Wow, so much discussion since I was last here a couple of days ago! Thanks shinuito for the link to 2020 Rating and rank tweaks and analysis . I haven’t read all 249 posts in that thread. But just looking at the tables near the top – blitz ranks predicting blitz results, overall ranks predicting blitz results, etc – I can’t help wondering if there’s a conceptual error in the analysis method.
Consider:
- Player A is better at blitz than live, and has a higher blitz ranking. Therefore they win only 30% of their live games due to being overranked, while the prediction based on their overall rank is 50%.
- Player B is better at live than blitz, so they win 70% of live compared to predicted 50%.
If there’s an equal number of games played by type A and type B players, then when you aggregate over all games, the errors will cancel out, so on average it looks like the system is working perfectly. Even if there’s more type A than type B (or vice versa), if those groups are only about 5% of all games, then you’ll have a bunch of unhappy people who are invisible in the aggregate statistics.
So what’s needed to resolve this is:
- Classify players into type A (blitz rank significantly higher than live rank, maybe >2 ranks difference?), type B (other way round) and “normal”.
- Count what proportion of players are in each group. Decide if groups A and B are big enough to care about.
- If we care, then check the prediction accuracy separately per group.

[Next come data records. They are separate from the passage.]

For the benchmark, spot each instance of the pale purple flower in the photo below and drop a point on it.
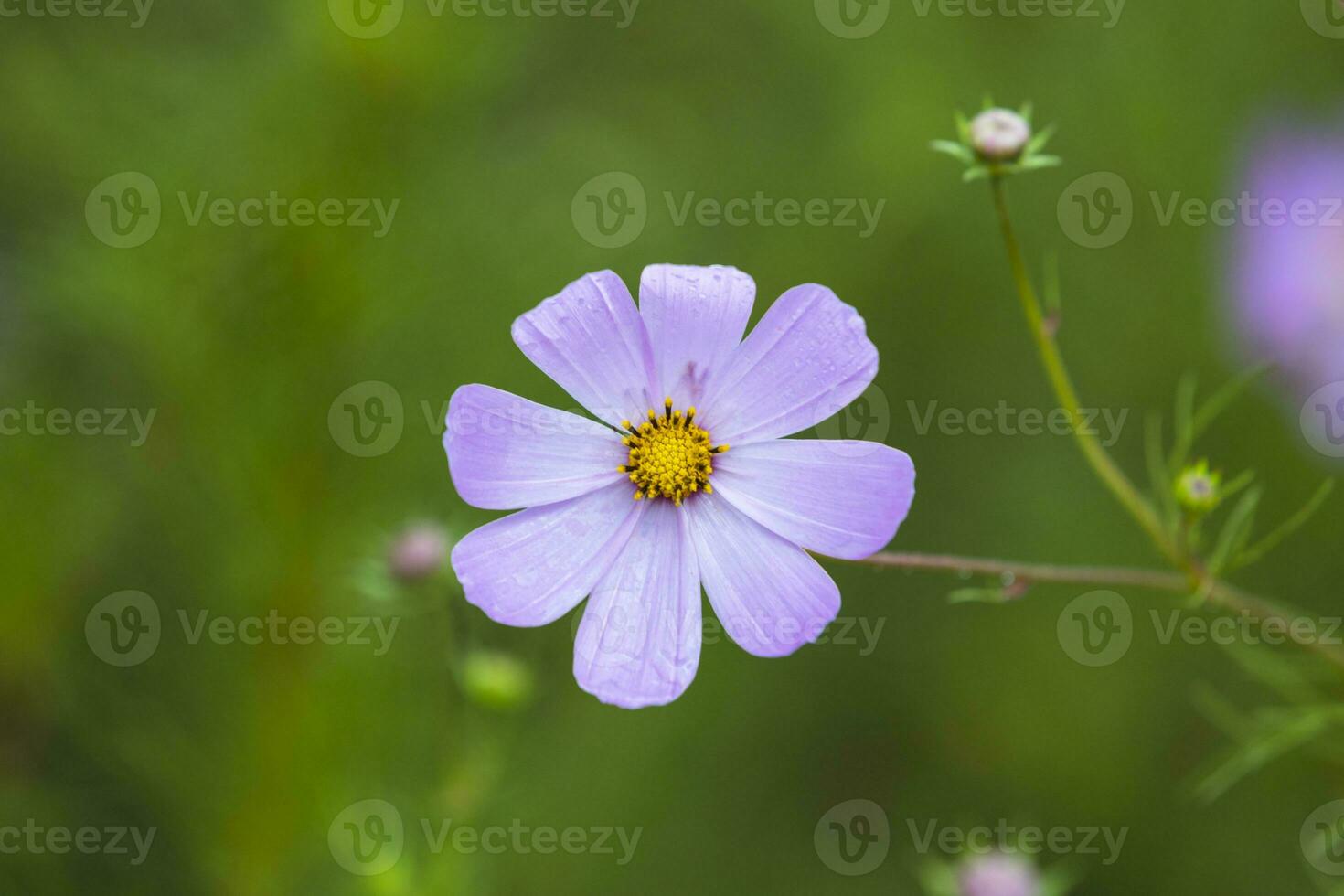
(645, 507)
(1289, 255)
(998, 875)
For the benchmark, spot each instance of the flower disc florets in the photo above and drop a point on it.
(671, 457)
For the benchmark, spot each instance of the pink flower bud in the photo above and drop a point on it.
(418, 552)
(998, 134)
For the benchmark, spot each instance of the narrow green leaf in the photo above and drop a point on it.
(1237, 529)
(1050, 283)
(977, 595)
(1158, 475)
(1040, 162)
(963, 128)
(1184, 426)
(1221, 400)
(955, 149)
(1286, 528)
(1040, 140)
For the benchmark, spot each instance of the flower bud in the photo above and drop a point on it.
(1198, 489)
(998, 134)
(496, 680)
(998, 876)
(418, 552)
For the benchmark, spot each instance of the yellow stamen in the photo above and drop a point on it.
(671, 457)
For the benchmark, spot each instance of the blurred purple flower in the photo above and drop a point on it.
(740, 523)
(997, 875)
(1289, 268)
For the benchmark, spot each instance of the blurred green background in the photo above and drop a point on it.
(240, 501)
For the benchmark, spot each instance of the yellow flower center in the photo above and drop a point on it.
(671, 457)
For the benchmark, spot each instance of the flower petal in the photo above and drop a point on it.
(695, 317)
(534, 566)
(638, 644)
(841, 498)
(769, 595)
(592, 341)
(804, 360)
(506, 452)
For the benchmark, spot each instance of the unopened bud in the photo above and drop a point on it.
(418, 552)
(1198, 489)
(496, 680)
(998, 134)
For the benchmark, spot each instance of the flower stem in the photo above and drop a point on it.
(1058, 375)
(1220, 594)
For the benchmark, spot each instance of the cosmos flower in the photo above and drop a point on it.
(684, 480)
(1287, 269)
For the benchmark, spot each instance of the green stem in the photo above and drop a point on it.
(1058, 375)
(1220, 594)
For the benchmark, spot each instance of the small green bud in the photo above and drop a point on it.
(496, 680)
(1198, 489)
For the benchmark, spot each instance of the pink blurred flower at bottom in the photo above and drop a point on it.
(998, 875)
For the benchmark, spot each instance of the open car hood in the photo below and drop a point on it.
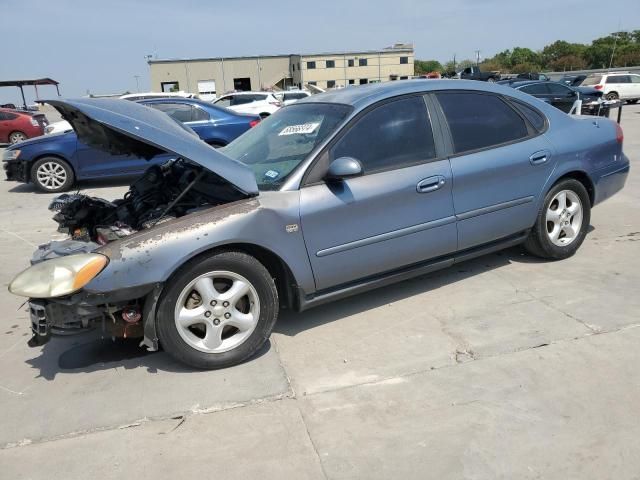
(123, 127)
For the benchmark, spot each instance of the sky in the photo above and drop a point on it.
(100, 46)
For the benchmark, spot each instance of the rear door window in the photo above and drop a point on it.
(391, 136)
(478, 121)
(618, 79)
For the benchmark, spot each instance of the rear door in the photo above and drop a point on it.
(500, 162)
(398, 213)
(620, 84)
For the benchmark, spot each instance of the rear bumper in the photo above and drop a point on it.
(16, 171)
(611, 179)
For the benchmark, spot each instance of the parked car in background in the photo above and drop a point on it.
(282, 217)
(292, 96)
(573, 80)
(54, 163)
(258, 103)
(19, 125)
(616, 86)
(474, 73)
(215, 125)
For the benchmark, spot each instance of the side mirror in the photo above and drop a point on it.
(344, 167)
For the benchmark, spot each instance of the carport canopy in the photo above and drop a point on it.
(22, 83)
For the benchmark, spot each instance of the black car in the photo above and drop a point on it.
(563, 97)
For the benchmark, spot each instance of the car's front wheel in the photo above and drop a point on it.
(52, 175)
(217, 311)
(562, 223)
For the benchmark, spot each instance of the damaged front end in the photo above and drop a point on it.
(199, 178)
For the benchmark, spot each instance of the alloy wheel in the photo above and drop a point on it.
(217, 311)
(564, 218)
(51, 175)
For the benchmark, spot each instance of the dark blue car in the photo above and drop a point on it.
(54, 163)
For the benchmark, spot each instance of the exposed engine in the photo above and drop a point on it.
(162, 193)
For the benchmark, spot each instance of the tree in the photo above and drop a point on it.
(427, 66)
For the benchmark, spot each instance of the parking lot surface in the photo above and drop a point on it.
(502, 367)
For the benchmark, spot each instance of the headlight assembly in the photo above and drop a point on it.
(58, 277)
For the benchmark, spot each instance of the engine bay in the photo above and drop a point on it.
(162, 193)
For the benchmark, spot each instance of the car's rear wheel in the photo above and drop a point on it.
(52, 175)
(562, 223)
(15, 137)
(217, 311)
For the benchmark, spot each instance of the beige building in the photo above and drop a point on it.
(215, 76)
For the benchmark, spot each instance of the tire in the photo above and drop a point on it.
(15, 137)
(52, 175)
(199, 327)
(560, 230)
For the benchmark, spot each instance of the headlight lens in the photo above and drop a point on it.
(11, 154)
(57, 277)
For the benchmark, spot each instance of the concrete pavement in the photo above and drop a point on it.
(502, 367)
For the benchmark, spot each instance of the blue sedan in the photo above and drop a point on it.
(54, 163)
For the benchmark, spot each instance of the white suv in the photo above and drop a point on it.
(616, 85)
(258, 103)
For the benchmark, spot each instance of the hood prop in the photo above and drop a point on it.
(179, 197)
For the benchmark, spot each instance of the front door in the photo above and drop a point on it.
(398, 213)
(500, 163)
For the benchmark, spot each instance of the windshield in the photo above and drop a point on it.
(275, 147)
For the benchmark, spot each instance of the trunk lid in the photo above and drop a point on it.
(123, 127)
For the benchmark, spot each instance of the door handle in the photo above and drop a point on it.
(430, 184)
(539, 158)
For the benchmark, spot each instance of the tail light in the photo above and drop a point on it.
(619, 133)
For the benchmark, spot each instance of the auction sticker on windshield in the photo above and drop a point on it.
(305, 128)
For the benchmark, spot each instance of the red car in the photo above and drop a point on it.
(16, 125)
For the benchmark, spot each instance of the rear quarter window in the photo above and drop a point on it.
(478, 121)
(592, 80)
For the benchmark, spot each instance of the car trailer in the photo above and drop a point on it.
(34, 83)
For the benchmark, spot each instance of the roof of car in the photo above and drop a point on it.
(364, 95)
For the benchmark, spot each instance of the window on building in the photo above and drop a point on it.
(467, 115)
(394, 135)
(170, 86)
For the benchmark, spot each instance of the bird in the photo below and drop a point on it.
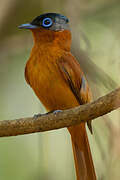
(58, 81)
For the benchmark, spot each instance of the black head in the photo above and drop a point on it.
(50, 21)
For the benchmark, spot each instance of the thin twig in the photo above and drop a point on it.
(62, 119)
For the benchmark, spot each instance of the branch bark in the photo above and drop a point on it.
(62, 119)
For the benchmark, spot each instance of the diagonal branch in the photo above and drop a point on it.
(62, 119)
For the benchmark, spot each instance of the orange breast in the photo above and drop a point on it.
(47, 82)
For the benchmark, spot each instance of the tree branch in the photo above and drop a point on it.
(62, 119)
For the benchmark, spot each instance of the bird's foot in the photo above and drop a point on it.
(54, 112)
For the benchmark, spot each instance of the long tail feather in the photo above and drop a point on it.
(82, 154)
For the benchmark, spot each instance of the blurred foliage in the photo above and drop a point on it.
(96, 35)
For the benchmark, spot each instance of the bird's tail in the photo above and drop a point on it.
(82, 154)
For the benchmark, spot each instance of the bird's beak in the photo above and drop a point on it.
(27, 26)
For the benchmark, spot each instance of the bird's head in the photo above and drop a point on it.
(49, 27)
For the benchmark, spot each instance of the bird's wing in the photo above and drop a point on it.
(75, 79)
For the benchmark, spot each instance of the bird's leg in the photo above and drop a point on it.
(53, 111)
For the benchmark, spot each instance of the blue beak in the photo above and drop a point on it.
(27, 26)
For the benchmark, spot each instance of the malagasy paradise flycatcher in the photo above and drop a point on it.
(58, 81)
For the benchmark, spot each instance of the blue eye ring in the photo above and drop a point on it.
(48, 21)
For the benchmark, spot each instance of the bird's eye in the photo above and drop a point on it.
(47, 22)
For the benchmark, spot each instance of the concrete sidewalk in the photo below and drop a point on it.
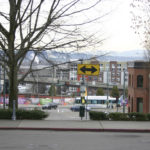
(76, 125)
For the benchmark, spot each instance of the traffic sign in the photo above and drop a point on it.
(88, 69)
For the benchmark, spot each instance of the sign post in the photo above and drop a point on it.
(88, 69)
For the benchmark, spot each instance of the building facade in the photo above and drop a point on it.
(139, 87)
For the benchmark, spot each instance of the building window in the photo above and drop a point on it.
(139, 81)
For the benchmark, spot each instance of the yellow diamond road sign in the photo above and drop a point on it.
(88, 69)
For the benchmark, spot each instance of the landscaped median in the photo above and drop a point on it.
(117, 116)
(23, 114)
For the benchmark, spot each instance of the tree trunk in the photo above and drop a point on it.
(13, 86)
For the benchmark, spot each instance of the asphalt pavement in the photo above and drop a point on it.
(76, 125)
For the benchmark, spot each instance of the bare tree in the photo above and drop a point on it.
(39, 25)
(141, 23)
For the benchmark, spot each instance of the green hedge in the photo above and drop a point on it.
(23, 114)
(117, 116)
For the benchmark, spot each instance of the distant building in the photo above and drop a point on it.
(139, 87)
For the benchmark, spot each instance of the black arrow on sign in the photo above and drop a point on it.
(84, 69)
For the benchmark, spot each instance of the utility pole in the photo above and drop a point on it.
(4, 88)
(107, 89)
(123, 90)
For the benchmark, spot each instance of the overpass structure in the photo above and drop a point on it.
(70, 83)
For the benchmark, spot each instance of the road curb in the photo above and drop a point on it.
(78, 129)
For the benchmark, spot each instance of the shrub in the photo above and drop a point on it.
(118, 116)
(5, 114)
(97, 115)
(138, 116)
(148, 117)
(23, 114)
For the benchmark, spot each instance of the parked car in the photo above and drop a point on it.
(77, 108)
(50, 106)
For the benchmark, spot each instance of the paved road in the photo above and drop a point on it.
(51, 140)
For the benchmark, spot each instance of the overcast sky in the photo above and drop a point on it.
(116, 26)
(118, 29)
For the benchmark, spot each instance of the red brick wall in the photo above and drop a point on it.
(134, 92)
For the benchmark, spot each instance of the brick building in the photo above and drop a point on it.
(139, 87)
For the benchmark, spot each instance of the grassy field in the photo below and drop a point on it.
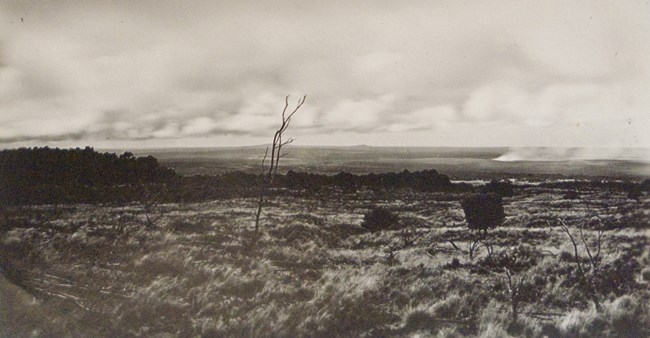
(200, 270)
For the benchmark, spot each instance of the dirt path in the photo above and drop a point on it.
(21, 315)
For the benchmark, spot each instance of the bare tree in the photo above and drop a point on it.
(276, 154)
(586, 276)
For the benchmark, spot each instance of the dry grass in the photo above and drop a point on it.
(317, 272)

I respect any admin decisions regarding the effort and risk of changing things here versus the benefit, and fully understand if it’s just not a big enough problem to be worth addressing. But as a starting point, it would be nice to know if we’re just talking about five users in total or if there’s hundreds of people thinking they need to create multiple accounts to keep their blitz and live ranks separate.